Correio Braziliense, n. 21589, 26/04/2022. Política, p. 3

Desobediência anunciada

Deborah Hana Cardoso


O presidente Jair Bolsonaro (PL) deixou claro que não dará trégua na guerra aberta contra o Supremo Tribunal Federal (STF) e o Tribunal Superior Eleitoral (TSE). Ele voltou a questionar as urnas eletrônicas e indicou que pode desrespeitar o novo marco temporal das terras indígenas se aprovado no STF — a medida pode ampliar o território dos povos originários.

“Vocês sabem que, dentro do Supremo, tem uma ação que está sendo levada adiante pelo ministro (Edson) Fachin (do STF) querendo um novo marco temporal. Se ele conseguir vitória, me restam duas coisas: entregar a chave para o Supremo ou falar que não vou cumprir. Eu não tenho alternativa”, afirmou, na abertura da Agrishow, feira de tecnologia voltada ao agronegócio, em Ribeirão Preto (SP).

Bolsonaro sugeriu que os ministros do STF disputem a Presidência da República para governar o país e acrescentou que eles poderiam ir para a terceira via. “O que nós queremos dos Poderes no Brasil? É que olhem para o Brasil e não olhem para o poder. Cada um, de cada Poder, se quiser disputar a presidência, está aberto. Tem vaga aí, vários partidos oferecendo vaga. Quem sabe essa pessoa seja a terceira via e vai negociar na base da paz e amor com o mundo todo”, ironizou.

O chefe do Executivo enfatizou que o indulto concedido ao deputado Daniel Silveira (PTB-RJ), após a condenação dele pelo STF, é “constitucional” e será cumprido. Segundo ele, o parlamentar é inocente. “Artigo 53 da Constituição não garante que os deputados podem falar o que bem entender? É inviolável?”, questionou. “No passado, soltavam bandidos e ninguém falava nada.”

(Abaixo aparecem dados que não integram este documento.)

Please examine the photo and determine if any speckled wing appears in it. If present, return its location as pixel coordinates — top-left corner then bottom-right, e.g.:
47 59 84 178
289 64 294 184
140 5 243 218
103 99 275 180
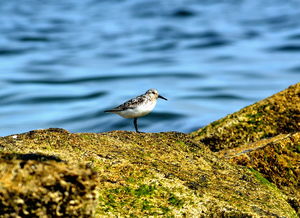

De acordo com Bolsonaro, “se tivesse alguém lá (no STF) com tanta preocupação com corrupção, como tem com fake news, ajudaria muito o Brasil a estar em situação bem melhor”.

“Dica”

Em tom de campanha, ele disse que jamais esperava ser presidente. “Missão de Deus, e a Ele agradeço”, destacou. “Só Deus me tira daquela cadeira”, acrescentou, sob aplausos.

Ele também “orientou” os presentes ao evento sobre como escolher parlamentares no pleito de outubro. A “dica” que deu foi que cada eleitor procurasse saber qual foi o posicionamento de deputados durante a votação, no plenário, em agosto de 2021, da Proposta de Emenda à Constituição (PEC) 135/19 sobre o voto impresso. “Veja como ele (deputado) votou a PEC do voto impresso. Parlamentares de esquerda do PT, PCdoB, PSol confiam 100% (na urna eletrônica), é impressionante”, criticou. “Do nosso lado, também tem gente que confia, por pressão do presidente ou líderes do partido.”

Bolsonaro também reprovou a atitude de deputados favoráveis à urgência da avaliação do projeto de lei das fake news — proposta sob relatoria do deputado Orlando Silva (PCdoB-SP). “Foi votada a urgência da PL das fake news, atendendo ao (Luís Roberto) Barroso, (Edson) Fachin e ao Alexandre de Moraes”, afirmou, numa menção a ministros que se revezam na direção do TSE. “Esses caras (parlamentares) que votaram a urgência querem censurar as mídias sociais, a mídia de verdade.”